O ordenado mínimo desceu? Venha então mais um elogio da Alemanha

Há alguns meses, a chanceler Angela Merkel afirmou ter um “grande respeito” pelas reformas estruturais que estão a ser implementadas em Portugal. Mais recentemente, o ministro das finanças alemão, Wolfgang Schäuble, sublinhou, não sem uma ponta de ciúme, que o seu homólogo português, Vítor Gaspar, era “o homem certo no lugar certo” para debelar a crise. Acto contínuo, Philip Rösler, ministro da economia, curiosamente também da Alemanha, frisou que o caminho “muito difícil” seguido por Portugal “está a ser traçado de forma exemplar para a Europa e para o mundo”. Perante estes três casos, a primeira ilação a tirar é que os alemães, afinal, não são desprovidos de sentido de humor.

Tamanha enxurrada de elogios só podia redundar em 81 milhões de invejosos em relação ao exemplo da Europa e do mundo. Na verdade, quando um trabalhador alemão ouve falar do desemprego em Portugal, é obrigado a pregar os olhos no chão, em silêncio. Não apenas por vergonha, mas também para ver se encontra a enfezada taxa de desemprego-bonsai de 6,5% que o seu país tristemente ostenta. Depois, olha para o céu e deixa escapar um suspiro desgostoso ao contemplar o imponente eucalipto português de desempregados que ondula do alto dos seus 15,3%.

O ordenado mínimo de 485€ é outro aspecto que acirra a inveja teutónica. Se ganhassem esse valor mensal, limitavam-se a comprar, pacificamente, cervejas e salsichas no Lidl mais perto de casa e a andar de bicicleta todos os dias. No entanto, como o salário mais baixo dos alemães ronda os patéticos 1100€, todas as semanas rebentam terríveis discussões conjugais sobre o próximo destino de férias e sobre o carro que devem comprar.

Quanto a reformas estruturais, basta admirar as quatro fundações extintas e a fusão, ou extinção, até ao momento, de zero das 4 259 freguesias e das 308 autarquias portuguesas. Não há dúvida que tamanho espírito reformista merece ser cantado por toda a parte.

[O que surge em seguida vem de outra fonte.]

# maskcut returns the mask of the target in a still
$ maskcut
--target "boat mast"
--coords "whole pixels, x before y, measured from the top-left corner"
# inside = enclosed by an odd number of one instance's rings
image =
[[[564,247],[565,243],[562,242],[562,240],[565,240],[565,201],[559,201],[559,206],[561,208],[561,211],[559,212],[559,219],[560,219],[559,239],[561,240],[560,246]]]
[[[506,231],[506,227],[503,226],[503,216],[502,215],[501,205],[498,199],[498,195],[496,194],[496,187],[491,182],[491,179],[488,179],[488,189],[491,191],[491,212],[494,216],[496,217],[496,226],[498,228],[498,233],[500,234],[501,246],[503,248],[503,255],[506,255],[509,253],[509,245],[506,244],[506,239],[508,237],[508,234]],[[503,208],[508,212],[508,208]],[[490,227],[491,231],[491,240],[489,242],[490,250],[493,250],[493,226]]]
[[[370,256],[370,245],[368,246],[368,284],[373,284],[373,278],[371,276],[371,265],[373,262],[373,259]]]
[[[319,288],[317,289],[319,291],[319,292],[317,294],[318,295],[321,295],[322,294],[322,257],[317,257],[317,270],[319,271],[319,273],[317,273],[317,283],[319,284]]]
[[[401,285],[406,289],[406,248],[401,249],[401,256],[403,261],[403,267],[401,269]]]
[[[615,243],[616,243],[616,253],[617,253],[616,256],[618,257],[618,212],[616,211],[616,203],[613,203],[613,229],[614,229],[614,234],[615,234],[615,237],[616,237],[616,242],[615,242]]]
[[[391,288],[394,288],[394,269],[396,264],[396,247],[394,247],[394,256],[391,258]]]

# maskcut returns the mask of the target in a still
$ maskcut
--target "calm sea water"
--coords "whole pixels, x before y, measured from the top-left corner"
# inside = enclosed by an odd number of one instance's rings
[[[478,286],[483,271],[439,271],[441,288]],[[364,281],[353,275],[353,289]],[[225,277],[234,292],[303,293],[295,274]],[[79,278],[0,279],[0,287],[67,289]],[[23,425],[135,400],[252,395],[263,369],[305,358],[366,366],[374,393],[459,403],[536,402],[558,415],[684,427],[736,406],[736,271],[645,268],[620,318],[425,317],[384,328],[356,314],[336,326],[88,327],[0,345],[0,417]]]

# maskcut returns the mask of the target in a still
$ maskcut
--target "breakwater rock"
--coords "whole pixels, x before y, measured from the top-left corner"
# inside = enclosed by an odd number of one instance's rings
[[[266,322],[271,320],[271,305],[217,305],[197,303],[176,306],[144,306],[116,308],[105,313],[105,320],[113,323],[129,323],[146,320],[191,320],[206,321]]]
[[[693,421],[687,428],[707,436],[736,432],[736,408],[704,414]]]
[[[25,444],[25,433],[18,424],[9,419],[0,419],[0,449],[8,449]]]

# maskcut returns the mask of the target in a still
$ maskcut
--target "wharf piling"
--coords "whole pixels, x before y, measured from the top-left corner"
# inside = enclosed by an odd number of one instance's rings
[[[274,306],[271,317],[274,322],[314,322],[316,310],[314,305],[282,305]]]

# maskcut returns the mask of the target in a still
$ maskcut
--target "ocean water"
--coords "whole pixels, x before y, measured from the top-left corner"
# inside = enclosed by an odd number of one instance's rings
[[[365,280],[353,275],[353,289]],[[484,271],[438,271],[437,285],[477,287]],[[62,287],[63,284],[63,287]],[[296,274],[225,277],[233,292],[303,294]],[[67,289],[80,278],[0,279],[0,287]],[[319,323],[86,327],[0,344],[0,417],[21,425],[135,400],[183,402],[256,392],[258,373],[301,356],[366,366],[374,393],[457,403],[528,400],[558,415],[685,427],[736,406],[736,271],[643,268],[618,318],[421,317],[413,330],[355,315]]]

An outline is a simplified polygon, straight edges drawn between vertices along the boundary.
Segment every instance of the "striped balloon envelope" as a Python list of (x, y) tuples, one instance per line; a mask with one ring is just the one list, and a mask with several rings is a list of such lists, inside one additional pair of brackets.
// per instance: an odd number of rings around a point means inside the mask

É curioso verificar que a qualidade dos elogios da Alemanha a Portugal aumenta na razão oposta da qualidade da situação financeira de Portugal em relação à Alemanha. A continuar por este caminho, em breve os portugueses terão a auto-estima de um José Mourinho e a qualidade de vida de um ruandês. Depois do salazarento pobres, mas honrados, Angela Merkel parece querer transformar o povo lusitano em miserável, mas fanfarrão. Pode não parecer, mas é uma evolução assinalável 38 anos após o 25 de Abril.